Supplementary materials for synthetic evaluation


### time_independent_words.txt ###

This is a list of all words in the English Fiction portion of the Google Books Ngram (Lin et al. 2012) corpus that appear in the top 20,000 by frequency in every decade as calculated by Hamilton et al. (2016).


### BLESS_classes.txt ###

This contains the words in each BLESS class (Baroni et al. 2011) that appear in time_independent_words.txt. Each line is the name of the BLESS class, a tab, then a space separated list of words in that class.

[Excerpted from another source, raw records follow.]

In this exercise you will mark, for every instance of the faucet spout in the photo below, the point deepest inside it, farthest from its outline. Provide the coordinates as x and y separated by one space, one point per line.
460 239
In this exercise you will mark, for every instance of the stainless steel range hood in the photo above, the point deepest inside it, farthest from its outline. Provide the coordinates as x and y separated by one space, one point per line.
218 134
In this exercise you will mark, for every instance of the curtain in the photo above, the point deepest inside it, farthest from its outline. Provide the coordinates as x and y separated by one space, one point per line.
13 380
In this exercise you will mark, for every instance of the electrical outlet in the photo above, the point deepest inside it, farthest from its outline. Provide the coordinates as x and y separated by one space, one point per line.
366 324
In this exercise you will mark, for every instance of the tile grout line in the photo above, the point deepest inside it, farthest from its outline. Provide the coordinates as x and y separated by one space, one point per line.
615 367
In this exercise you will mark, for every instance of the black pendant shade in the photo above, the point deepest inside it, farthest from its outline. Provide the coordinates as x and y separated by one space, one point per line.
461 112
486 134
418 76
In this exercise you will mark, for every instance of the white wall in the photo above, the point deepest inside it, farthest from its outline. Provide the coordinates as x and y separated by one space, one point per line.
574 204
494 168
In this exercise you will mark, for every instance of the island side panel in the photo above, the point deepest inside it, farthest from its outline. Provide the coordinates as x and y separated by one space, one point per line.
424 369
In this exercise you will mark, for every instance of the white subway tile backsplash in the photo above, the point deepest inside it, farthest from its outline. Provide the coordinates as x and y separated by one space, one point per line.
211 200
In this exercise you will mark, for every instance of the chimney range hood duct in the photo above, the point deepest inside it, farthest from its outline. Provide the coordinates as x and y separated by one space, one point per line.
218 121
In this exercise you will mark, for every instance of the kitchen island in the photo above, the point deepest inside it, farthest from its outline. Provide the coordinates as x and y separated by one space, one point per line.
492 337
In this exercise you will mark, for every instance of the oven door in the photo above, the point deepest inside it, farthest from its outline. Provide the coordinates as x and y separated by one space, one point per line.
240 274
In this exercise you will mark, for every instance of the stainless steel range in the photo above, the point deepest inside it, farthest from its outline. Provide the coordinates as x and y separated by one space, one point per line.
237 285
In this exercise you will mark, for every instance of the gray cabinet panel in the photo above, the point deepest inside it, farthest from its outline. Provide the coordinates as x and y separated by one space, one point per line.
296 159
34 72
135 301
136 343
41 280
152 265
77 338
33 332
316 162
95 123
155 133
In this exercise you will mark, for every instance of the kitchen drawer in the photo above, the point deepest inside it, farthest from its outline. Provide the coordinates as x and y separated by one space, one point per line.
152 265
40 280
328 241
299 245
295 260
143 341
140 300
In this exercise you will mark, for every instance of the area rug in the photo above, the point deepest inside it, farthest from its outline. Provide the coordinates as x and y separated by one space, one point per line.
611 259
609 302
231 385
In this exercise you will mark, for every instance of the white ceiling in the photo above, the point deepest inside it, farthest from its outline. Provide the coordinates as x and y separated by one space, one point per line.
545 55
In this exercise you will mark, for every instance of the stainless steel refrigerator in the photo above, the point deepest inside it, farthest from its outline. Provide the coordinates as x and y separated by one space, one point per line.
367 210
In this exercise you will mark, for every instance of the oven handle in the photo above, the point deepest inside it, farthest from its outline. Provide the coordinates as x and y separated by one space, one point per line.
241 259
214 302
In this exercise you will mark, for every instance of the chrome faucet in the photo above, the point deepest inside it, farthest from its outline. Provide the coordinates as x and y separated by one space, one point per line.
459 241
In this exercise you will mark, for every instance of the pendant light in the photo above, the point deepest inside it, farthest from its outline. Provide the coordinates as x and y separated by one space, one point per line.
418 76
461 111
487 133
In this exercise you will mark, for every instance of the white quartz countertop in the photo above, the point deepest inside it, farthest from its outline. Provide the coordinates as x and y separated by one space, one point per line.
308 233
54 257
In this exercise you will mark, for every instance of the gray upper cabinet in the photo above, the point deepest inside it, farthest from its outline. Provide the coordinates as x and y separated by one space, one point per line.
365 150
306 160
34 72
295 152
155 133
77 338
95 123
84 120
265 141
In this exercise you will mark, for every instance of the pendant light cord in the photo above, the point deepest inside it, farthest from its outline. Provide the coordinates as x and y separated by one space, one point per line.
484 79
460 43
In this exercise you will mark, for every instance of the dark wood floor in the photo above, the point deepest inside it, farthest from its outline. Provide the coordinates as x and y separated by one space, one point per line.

### synthetic_words_set_1.csv ###
### synthetic_words_set_2.csv ###
### synthetic_words_set_3.csv ###

These csvs contain the data for the three sets of 15 synthetic words. See description in main paper for details. r1 and r2 are the component real words that form the synthetic word r1◦r2. s is the steepness of the sigmoid curve that defines how r1◦r2 shifts in meaning from r1 to r2. m is the sigmoid curve's midpoint.


### License ###

This dataset is derived from the BLESS dataset from Marco Baroni and Alessandro Lenci. The BLESS dataset is licensed under the Creative Commons
Attribution-ShareAlike license. As such, the material in our dataset is released under the same license. In short, you are free to copy,
distribute, transmit and edit the data set, as long as you credit the
original authors and, if you
choose to distribute the resulting work, you release it under the same
license.

For more information, see:

http://creativecommons.org/licenses/by-sa/3.0/


### References  ###

Baroni, M. and Lenci, A., 2011, July. How we BLESSed distributional semantic evaluation. In Proceedings of the GEMS 2011 Workshop on GEometrical Models of Natural Language Semantics (pp. 1-10). Association for Computational Linguistics.

William L. Hamilton, Jure Leskovec, and Dan Jurafsky. ACL 2016. Diachronic Word Embeddings Reveal Statistical Laws of Semantic Change.

Lin, Y., Michel, J.B., Aiden, E.L., Orwant, J., Brockman, W. and Petrov, S., 2012, July. Syntactic annotations for the google books ngram corpus. In Proceedings of the ACL 2012 system demonstrations (pp. 169-174). Association for Computational Linguistics.